Pugneys Wildfowl
26 December 2013
Pugneys Country Park & Calder Valley Wetlands
In more than thirty years of Boxing Day birdwatching this is the most perfect weather that I can remember. It stays close to freezing but in the sun with no breeze it doesn't feel it, although after fifteen minutes in the main hide in a frosty, sheltered corner of park we're ready to move on.
Estimating the number of lapwings that are resting on a spit of ice on the reserve lake, I count in tens and estimate the flock at about sixty. My birdwatching pal John goes quiet for a minute and says that he makes it fifty-seven. With that level of accuracy it's no wonder that he got an invitation to make keynote speech at a scientific conference in Beijing but I'm pleased to have got so near with my rough and ready estimate.
Making his mark
'I'm rambling!' says a small boy as he strolls along with a stout stick.

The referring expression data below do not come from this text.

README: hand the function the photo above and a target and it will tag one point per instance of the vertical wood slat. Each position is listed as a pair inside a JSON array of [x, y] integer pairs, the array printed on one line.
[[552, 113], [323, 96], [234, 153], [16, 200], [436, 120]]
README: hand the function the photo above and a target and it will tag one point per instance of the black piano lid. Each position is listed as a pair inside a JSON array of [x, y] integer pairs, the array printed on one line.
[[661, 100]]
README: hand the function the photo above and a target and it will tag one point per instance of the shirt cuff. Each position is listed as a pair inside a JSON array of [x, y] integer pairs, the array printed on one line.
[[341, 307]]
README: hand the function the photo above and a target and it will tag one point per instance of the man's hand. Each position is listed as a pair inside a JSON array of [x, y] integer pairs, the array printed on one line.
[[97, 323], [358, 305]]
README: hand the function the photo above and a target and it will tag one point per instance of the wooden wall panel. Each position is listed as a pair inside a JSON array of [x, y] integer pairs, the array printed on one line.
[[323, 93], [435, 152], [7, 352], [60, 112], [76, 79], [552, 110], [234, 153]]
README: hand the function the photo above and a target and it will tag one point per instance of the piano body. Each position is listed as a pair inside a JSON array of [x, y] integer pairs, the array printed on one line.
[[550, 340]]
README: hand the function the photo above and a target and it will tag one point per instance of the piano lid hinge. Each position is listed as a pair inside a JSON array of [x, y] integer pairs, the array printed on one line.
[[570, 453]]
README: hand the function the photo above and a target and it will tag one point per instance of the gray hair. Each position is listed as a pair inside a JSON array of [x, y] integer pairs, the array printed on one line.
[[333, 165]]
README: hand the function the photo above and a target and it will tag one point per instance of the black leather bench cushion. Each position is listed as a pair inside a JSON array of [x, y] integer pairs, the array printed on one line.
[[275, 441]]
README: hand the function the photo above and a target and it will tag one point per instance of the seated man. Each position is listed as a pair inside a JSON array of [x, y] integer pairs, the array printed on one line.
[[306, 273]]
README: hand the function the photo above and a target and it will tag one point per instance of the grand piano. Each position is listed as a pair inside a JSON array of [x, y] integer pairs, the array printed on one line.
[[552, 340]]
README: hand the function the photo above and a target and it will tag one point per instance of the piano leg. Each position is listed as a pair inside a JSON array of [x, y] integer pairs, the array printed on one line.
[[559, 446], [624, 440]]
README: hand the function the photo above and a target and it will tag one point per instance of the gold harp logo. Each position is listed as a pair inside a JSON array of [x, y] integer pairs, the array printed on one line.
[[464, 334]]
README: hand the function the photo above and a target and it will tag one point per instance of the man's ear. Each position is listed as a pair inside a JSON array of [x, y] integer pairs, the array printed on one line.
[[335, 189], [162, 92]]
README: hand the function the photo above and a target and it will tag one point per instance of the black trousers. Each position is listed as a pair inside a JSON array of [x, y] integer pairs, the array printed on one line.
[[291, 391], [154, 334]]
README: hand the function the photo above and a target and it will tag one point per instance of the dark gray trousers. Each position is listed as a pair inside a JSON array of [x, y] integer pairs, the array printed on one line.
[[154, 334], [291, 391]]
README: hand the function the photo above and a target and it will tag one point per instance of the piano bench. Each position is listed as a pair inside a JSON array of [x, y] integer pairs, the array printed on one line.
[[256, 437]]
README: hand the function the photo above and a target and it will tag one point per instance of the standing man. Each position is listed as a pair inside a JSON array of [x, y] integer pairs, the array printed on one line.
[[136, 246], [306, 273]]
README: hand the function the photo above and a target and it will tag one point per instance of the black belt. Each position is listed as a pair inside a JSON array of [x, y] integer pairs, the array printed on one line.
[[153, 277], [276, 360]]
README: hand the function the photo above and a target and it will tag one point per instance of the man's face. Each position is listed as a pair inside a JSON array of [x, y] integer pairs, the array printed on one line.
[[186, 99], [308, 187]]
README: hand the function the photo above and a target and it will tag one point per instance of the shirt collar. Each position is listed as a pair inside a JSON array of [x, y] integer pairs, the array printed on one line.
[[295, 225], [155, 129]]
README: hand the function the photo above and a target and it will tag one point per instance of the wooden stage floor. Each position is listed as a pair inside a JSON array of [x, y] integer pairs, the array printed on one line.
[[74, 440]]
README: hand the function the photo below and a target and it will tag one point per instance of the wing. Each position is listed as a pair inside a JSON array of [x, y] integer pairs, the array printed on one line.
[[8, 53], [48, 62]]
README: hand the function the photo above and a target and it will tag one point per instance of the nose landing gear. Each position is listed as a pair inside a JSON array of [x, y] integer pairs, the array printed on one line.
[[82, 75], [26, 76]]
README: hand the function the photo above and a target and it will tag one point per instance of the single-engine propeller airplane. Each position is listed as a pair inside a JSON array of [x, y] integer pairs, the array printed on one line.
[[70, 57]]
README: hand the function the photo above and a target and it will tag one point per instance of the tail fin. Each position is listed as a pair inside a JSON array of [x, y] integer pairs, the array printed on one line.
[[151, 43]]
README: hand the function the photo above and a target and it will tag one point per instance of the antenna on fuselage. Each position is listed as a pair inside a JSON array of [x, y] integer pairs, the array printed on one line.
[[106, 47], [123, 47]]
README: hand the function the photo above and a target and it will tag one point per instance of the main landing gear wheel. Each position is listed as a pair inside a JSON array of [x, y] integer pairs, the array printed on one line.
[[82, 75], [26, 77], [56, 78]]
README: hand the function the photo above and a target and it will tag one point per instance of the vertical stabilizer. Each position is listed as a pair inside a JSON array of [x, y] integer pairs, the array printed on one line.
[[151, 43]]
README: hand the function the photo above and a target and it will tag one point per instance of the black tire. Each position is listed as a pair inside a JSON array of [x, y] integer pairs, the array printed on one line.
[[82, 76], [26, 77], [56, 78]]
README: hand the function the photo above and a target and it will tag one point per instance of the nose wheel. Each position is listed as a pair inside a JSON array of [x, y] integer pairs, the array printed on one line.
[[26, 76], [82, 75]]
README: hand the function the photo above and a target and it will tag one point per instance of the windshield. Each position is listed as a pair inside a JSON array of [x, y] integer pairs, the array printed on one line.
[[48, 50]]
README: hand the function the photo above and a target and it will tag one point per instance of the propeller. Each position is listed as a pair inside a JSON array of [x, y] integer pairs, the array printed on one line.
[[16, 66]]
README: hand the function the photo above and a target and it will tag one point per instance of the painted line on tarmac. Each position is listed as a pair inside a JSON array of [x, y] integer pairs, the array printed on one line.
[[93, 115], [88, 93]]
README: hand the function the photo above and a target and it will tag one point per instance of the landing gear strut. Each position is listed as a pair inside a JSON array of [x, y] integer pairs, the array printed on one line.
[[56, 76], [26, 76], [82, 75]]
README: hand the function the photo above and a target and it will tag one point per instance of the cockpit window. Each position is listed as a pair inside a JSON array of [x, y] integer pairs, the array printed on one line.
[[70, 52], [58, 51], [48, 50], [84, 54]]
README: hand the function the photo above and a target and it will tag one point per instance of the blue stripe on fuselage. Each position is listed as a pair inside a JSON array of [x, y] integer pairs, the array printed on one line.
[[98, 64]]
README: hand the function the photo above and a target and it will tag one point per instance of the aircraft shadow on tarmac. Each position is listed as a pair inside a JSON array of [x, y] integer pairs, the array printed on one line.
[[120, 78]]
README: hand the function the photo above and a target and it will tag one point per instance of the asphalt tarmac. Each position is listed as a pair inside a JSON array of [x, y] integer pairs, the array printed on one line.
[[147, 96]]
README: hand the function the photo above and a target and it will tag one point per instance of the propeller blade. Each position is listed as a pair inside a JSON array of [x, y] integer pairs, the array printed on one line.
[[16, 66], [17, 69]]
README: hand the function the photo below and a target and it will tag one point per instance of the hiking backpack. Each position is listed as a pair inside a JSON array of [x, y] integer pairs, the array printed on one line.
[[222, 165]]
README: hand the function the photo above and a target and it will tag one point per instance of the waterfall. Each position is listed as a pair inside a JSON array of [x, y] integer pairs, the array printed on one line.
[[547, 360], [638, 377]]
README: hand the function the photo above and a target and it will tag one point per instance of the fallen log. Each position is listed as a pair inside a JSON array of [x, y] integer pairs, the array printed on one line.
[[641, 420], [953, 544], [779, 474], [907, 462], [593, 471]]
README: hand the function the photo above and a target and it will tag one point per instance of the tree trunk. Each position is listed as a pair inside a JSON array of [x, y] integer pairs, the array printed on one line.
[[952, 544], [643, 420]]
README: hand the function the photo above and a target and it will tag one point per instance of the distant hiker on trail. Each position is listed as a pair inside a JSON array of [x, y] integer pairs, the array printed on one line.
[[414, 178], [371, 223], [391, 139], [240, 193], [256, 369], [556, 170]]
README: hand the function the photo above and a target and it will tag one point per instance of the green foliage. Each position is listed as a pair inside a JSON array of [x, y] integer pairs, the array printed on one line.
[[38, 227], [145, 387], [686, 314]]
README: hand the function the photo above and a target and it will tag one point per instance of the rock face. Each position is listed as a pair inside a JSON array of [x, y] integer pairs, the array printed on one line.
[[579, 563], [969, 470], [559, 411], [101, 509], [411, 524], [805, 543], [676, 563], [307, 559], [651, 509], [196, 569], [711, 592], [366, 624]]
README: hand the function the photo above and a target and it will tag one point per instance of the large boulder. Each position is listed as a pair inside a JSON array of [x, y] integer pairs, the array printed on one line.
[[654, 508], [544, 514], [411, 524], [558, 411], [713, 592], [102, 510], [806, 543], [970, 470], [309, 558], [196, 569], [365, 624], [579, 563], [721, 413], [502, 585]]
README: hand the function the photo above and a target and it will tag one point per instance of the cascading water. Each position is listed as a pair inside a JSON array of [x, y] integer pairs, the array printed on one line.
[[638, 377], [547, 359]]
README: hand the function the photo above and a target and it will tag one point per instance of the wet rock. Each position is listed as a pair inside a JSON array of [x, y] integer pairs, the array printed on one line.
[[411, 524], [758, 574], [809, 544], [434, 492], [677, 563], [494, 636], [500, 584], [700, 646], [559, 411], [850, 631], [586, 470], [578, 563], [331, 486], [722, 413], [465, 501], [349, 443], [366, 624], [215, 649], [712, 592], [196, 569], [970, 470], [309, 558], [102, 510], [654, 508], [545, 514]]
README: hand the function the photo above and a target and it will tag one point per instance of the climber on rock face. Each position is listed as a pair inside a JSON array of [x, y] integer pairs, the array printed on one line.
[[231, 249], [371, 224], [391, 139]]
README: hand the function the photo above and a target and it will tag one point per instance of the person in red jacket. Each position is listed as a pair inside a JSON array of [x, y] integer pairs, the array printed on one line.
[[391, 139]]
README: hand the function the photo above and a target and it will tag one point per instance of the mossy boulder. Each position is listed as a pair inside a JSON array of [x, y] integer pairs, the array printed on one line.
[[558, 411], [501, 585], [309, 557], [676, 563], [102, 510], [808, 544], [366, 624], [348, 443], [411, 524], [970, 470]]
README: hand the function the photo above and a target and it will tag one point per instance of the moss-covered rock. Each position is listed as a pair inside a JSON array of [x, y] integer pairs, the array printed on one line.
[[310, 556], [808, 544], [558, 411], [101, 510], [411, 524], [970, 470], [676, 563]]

'I'm making my mark!' replies his brother who is brandishing an equally hefty branch. When they come to a frosted bench they scrawk their mark on it.
Carping for Christmas
We've never seen 'keep out . . . no fishing' signs in both English and Polish but the prominent red plastic signs at what we used to call Cawood's Lagoon adjacent to the Pugneys are bilingual.
A Polish friend once told me that her family's traditional Christmas dinner was always a large carp.